Manusia adalah makhluk sosial. Artinya manusia itu bukan makhluk individual. Ia membutuhkan orang lain untuk berinteraksi dan berkomunikasi. Tidak hanya itu, ia juga--secara tidak sadar--membutuhkan lingkungannya. Oleh karena itulah manusia tidak bisa lepas dengan yang namanya wisata. Wisata adalah kebutuhan mendasar bagi manusia. Tanpanya, manusia seperti kehilangan sesuatu.
Keseharian di tempat kerja atau aktivitas yang membuatnya berkutat pada hal yang sama (kemudian melahirkan kemonotonan) akan membuat manusia merasa lelah. Jenuh. Tidak bergairah. Itulah mengapa seseorang membutuhkan 'self upgrading' atau berwisata. Paling tidak sehari dalam sebulan atau beberapa hari dalam setahun dibutuhkan wacana berdarmawisata, baik di keluarga maupun di perusahaan.
Berkaitan dengan Bulan Ramadan, tentu wisata juga tidak boleh dilewatkan. Tidak ada hari libur untuk berwisata, tetapi usahakan bisa berwisata meski bukan di hari libur. Hanya saja tujuan dan acara wisatanya disesuaikan. Misalnya saja umroh saat Ramadan. Beribadah sambil berwisata. Namun bagaimana dengan orang-orang yang hanya bisa berwisata di dalam kota saja? Masih bisa kok.
Sosok itu lebih suka berwisata ke beberapa masjid besar, yang memiliki banyak aktivitas saat Ramadan, tetapi juga masih bisa jalan-jalan di tempat sekitarnya yang memang ramai saat Ramadan. Masjid yang dikunjungi ini biasanya memiliki nilai sejarah atau keunikan tersendiri yang tidak ada duanya. Ya, bagi seorang Muslim, berwisata ke suatu tempat biasanya harus dipikirkan bagaimana shalatnya. Takterpisahkan.

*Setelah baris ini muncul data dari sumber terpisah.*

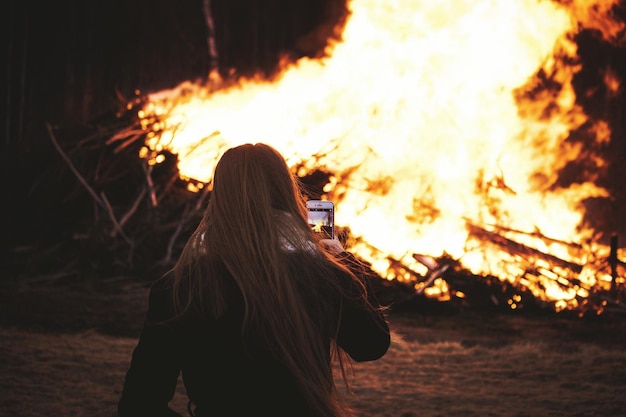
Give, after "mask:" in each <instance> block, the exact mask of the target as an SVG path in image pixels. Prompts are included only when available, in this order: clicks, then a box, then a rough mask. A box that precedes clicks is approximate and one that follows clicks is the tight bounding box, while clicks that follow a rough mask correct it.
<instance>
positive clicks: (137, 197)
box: [120, 188, 146, 227]
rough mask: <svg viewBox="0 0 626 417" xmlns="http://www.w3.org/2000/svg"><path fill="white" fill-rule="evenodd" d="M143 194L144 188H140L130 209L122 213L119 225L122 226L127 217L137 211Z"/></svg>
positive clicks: (126, 218) (123, 224)
mask: <svg viewBox="0 0 626 417" xmlns="http://www.w3.org/2000/svg"><path fill="white" fill-rule="evenodd" d="M144 195H146V189H145V188H142V189H141V193H139V196H137V198H136V199H135V202H134V203H133V205H132V206H131V207H130V209H129V210H128V211H127V212H126V214H124V216H123V217H122V219H121V220H120V227H124V225H125V224H126V222H127V221H128V219H130V217H131V216H132V215H133V214H134V213H135V211H137V208H138V207H139V204H140V203H141V200H142V199H143V196H144Z"/></svg>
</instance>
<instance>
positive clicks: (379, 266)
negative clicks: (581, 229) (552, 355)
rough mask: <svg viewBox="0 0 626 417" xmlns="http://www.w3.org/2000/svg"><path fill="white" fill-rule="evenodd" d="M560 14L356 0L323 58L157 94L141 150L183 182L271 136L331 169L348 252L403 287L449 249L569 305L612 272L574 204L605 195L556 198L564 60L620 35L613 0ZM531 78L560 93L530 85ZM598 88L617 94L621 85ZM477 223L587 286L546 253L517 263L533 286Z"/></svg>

Nah, berikut ini adalah 5 (lima) masjid di Bandung yang harus disinggahi saat Bulan Ramadan. Kelima masjid ini lokasinya strategis sehingga para pengunjung tidak hanya menikmati suasana masjid atau mengikuti aktivitas pengajiannya, tetapi juga bisa berjalan-jalan ke tempat wisata yang kebetulan lokasinya berdekatan. Pada Bulan Ramadan, hati terasa sejuk kalau bisa mengajak keluarga ke 5 masjid berikut ini.
1. Masjid Raya Bandung (Alun-alun Bandung)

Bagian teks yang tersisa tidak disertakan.